Three. I discovered that there comes a point in the life of a vanity prone middle-aged locked down woman when the state of her roots is beginning to overshadow pretty much everything else. This point is most likely reached sometime during week six. After that, any face time communication is strictly limited to members of immediate household until a satisfactory solution is found.

Moving on.
Workload has gone up a notch this week. The increase has been mainly due to a large number of NHS 111 calls relating to severe dental pain. Mixed blessing as by the end of each such call I feel as if I all my teeth are aching.

Meanwhile, my husband is making a name for himself as the Waddington Way Juggler. Every afternoon without fail, he goes out to juggle on a strip of grass surrounded by woodland at the end of our road called The Lawns.

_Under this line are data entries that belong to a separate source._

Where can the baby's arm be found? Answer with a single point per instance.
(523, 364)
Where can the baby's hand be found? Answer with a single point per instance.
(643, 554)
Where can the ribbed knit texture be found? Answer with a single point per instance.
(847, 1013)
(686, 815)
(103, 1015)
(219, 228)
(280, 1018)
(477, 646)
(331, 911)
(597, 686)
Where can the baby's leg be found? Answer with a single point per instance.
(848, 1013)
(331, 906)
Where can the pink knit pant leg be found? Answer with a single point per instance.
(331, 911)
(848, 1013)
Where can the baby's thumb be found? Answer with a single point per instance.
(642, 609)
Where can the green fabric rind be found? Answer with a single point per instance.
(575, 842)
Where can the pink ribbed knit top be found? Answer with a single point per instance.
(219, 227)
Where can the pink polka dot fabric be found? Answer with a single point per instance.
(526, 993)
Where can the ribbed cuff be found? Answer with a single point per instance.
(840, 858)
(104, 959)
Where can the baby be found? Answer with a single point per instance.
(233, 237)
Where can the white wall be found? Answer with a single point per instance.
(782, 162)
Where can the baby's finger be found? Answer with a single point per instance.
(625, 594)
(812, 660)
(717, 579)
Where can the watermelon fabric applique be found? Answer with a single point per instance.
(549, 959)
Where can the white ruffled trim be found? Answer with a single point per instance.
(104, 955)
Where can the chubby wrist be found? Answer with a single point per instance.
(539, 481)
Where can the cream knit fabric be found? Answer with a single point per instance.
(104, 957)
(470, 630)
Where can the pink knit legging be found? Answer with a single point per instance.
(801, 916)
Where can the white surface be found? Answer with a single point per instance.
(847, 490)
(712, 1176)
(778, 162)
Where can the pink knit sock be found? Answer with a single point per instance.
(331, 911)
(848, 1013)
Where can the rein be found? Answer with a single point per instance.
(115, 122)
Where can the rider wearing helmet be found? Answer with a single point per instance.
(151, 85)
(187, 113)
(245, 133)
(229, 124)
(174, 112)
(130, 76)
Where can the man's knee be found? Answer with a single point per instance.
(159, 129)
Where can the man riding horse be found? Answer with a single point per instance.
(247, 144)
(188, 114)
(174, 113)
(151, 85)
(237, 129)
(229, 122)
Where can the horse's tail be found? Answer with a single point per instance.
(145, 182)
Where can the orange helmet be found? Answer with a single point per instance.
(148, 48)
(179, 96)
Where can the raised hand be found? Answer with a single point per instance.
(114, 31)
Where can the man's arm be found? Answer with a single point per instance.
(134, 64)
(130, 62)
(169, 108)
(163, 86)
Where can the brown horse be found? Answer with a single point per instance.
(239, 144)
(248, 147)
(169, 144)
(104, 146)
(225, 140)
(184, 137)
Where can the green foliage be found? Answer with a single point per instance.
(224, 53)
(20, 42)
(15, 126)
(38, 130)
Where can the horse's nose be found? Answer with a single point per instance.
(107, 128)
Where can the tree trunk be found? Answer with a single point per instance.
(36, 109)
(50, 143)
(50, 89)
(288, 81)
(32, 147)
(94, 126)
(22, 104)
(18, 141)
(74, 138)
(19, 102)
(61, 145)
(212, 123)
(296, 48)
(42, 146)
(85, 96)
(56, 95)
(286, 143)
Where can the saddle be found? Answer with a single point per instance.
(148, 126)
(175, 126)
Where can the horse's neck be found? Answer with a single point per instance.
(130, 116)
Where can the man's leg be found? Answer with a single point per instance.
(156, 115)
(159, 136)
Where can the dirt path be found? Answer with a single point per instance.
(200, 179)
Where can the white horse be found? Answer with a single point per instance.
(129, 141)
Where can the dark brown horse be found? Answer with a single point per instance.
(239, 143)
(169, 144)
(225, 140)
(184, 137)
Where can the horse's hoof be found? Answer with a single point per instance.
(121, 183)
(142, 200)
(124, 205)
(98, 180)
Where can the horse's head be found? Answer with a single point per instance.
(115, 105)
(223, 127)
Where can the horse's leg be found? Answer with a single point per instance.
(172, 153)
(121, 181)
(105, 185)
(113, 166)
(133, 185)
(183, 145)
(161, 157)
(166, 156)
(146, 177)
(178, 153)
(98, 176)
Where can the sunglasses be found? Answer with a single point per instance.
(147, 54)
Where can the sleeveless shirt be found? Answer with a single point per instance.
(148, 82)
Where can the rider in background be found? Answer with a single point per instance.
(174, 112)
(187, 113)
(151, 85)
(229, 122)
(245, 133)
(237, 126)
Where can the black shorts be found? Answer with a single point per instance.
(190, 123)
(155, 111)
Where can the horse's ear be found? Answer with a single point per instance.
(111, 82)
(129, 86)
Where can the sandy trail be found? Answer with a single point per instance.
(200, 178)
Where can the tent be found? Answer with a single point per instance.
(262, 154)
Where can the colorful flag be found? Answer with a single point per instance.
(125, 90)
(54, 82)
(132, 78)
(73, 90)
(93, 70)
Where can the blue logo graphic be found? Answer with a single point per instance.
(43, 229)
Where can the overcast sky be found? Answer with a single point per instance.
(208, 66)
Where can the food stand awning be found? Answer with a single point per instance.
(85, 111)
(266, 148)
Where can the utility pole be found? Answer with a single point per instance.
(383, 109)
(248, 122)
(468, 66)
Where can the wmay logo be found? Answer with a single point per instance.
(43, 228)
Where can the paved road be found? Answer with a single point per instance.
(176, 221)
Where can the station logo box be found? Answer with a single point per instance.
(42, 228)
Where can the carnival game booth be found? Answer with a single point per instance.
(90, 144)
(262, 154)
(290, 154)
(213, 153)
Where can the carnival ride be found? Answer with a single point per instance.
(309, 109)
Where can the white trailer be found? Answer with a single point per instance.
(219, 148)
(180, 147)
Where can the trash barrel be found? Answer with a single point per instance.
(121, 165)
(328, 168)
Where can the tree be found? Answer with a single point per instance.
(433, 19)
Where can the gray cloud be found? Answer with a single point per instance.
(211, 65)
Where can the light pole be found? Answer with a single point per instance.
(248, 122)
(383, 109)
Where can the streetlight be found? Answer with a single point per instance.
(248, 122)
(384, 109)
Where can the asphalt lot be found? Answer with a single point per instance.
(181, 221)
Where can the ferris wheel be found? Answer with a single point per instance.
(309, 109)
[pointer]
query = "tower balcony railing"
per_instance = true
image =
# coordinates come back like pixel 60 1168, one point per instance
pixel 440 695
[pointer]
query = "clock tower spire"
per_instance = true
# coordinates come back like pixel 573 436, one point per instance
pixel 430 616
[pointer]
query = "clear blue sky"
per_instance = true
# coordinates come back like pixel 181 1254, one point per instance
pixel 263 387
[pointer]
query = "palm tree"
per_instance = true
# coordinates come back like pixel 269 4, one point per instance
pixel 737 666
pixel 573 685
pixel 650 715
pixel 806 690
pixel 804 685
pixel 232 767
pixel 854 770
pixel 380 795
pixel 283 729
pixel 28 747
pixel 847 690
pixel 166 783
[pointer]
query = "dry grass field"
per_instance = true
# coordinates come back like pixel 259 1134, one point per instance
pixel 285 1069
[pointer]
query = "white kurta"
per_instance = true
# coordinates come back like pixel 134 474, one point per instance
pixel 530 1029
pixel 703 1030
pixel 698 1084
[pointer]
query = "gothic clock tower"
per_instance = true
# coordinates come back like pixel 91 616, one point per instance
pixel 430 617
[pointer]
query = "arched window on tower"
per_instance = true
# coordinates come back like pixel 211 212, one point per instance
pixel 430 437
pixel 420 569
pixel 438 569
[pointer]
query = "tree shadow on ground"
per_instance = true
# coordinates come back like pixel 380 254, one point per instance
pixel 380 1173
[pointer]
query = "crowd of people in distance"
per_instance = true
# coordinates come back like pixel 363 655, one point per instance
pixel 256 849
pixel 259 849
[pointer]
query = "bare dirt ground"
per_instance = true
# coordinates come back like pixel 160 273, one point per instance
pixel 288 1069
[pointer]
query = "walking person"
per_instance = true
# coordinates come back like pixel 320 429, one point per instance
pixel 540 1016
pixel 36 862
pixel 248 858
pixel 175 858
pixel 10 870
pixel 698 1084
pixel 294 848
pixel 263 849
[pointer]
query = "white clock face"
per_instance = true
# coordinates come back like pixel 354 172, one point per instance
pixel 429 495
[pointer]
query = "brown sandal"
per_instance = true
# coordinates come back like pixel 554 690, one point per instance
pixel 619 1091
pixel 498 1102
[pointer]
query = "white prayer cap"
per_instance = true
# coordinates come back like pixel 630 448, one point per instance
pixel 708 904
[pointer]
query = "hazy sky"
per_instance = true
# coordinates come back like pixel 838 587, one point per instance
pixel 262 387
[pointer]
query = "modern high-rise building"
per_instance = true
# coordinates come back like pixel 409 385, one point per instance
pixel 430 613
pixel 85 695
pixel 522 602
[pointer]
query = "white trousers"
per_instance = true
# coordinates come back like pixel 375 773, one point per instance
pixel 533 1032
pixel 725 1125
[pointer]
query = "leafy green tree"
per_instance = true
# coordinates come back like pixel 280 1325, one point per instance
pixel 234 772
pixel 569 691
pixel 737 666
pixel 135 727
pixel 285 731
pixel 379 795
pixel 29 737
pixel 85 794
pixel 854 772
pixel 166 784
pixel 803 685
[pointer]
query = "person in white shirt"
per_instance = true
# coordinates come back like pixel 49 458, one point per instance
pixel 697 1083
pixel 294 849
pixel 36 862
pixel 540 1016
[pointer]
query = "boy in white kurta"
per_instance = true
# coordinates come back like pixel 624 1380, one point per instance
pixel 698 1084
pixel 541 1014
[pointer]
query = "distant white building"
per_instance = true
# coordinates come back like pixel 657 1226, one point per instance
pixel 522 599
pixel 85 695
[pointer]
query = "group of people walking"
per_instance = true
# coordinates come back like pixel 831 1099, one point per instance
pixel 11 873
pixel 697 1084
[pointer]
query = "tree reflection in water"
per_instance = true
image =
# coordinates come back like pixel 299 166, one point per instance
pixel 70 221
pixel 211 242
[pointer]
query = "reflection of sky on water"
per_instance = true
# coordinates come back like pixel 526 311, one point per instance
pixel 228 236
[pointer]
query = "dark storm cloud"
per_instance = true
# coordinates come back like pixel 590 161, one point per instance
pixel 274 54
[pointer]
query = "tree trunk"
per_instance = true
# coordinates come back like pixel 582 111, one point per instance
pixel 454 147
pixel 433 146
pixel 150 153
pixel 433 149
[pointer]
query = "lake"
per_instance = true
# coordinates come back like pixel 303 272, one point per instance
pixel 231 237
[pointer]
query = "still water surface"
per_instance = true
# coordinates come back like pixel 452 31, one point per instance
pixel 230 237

He informed me recently that he had developed a juggler’s shoulder, an injury akin to tennis elbow, which afflicts top jugglers everywhere. No, not really, but it sounds good.

What is true however, is that he has been approached by total strangers, asking him excitedly, ‘Are you the Juggler?’, to which he proudly replies, ‘Yes, I am’.

If he plays his squishy balls right he might become the first family member to earn a blue plaque.
The Waddington Way Juggler stood in this spot every day during the 2020 Lockdown’. 

This would be only the second time in history that a blue plaque has been awarded to an Upper Norwood resident.
The first one went of course to Pickles, the mixed breed collie, who found the stolen FIFA World Cup trophy on an evening walk with his owner in Beulah Hill area in March 1966. Which is a juggling ball’s throw from The Lawns.